Tuesday, December 29, 2015
At Opportunity Farm we keep goats. They are an eclectic mix of dairy and meat breeds. A smattering of Saanen, a dash of Toggenburg, some Australian Brown and decent dose of Boer. The chief buck was, until this winter, a diminutive but easy going Boer called Cedric. He happily wooed his girls with the usual goat etiquette of curled back lips and peeing on himself. He fathered several generations on our farm and even attracted other people to drop off their does for his servicing.
This winter Cedric failed to do the deed with one such doe. We started to worry and soon enough Cedric was staying in the shed longer and sitting down more regularly. By the time the vet was called he was in the final stages of cancer and succumbed despite the best efforts of the local James Herriott.

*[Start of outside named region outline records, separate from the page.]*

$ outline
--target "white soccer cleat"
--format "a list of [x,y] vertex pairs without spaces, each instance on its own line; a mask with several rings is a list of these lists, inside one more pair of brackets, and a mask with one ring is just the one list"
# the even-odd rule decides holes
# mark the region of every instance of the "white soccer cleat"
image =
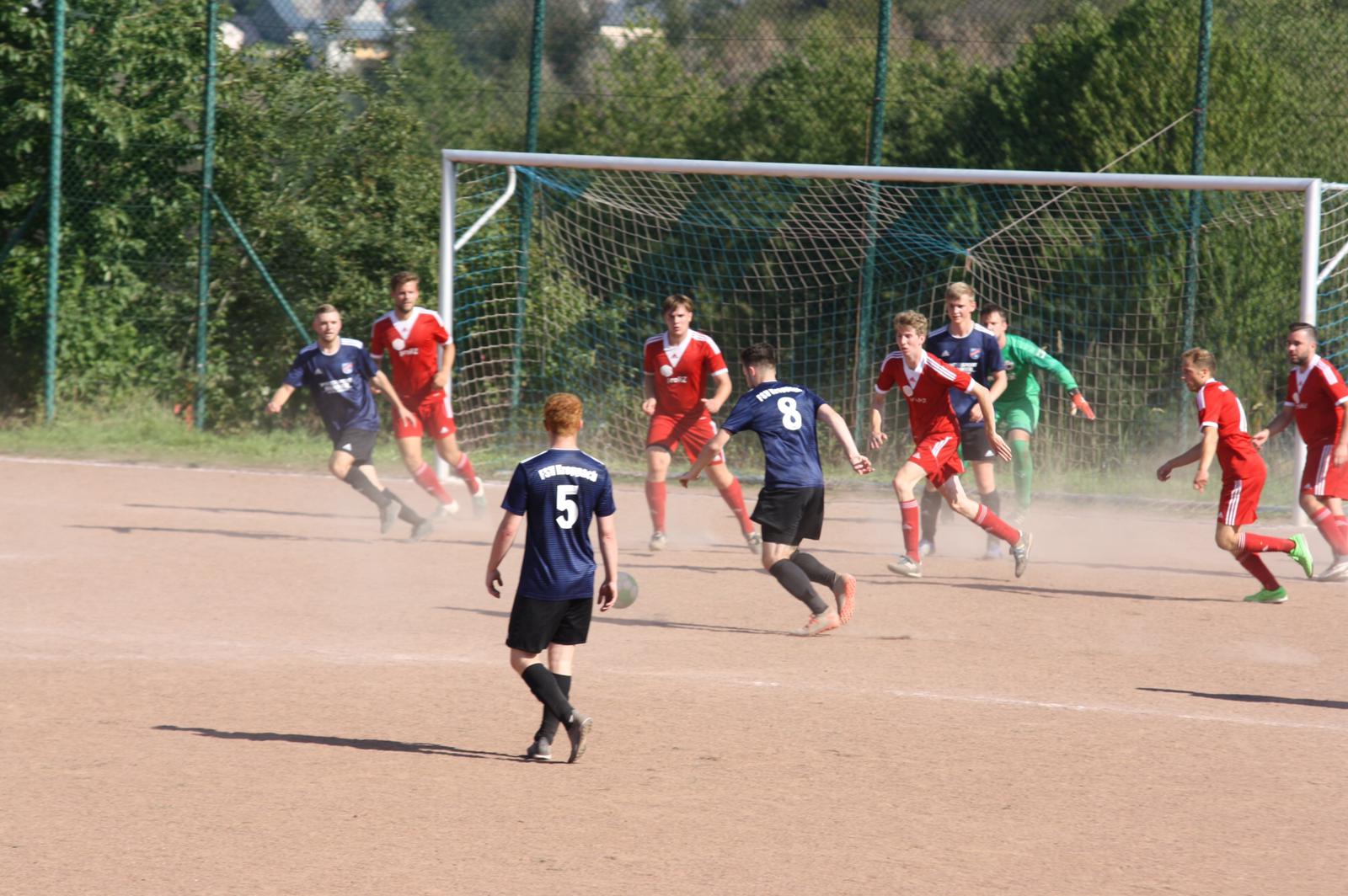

So that only left Curly, our mongrel dairy buck. He is closely related to many of our does so is less 'useful' as a prospective parent. So we needed some new blood. A conversation with a new friend revealed they had a paddock full of little Boers and hadn't yet used the emasculator to render them infertile.
Can they keep one for us? Of course. For a very small fee we have a new Boer buck. We think of Dutch names such as Johann, Pieter and Meindert. Hans seems more appropriate and can even be elongated to Hans-some.
So if he can survive Curly and pack on some pounds then next year he might start fathering some more meat goats.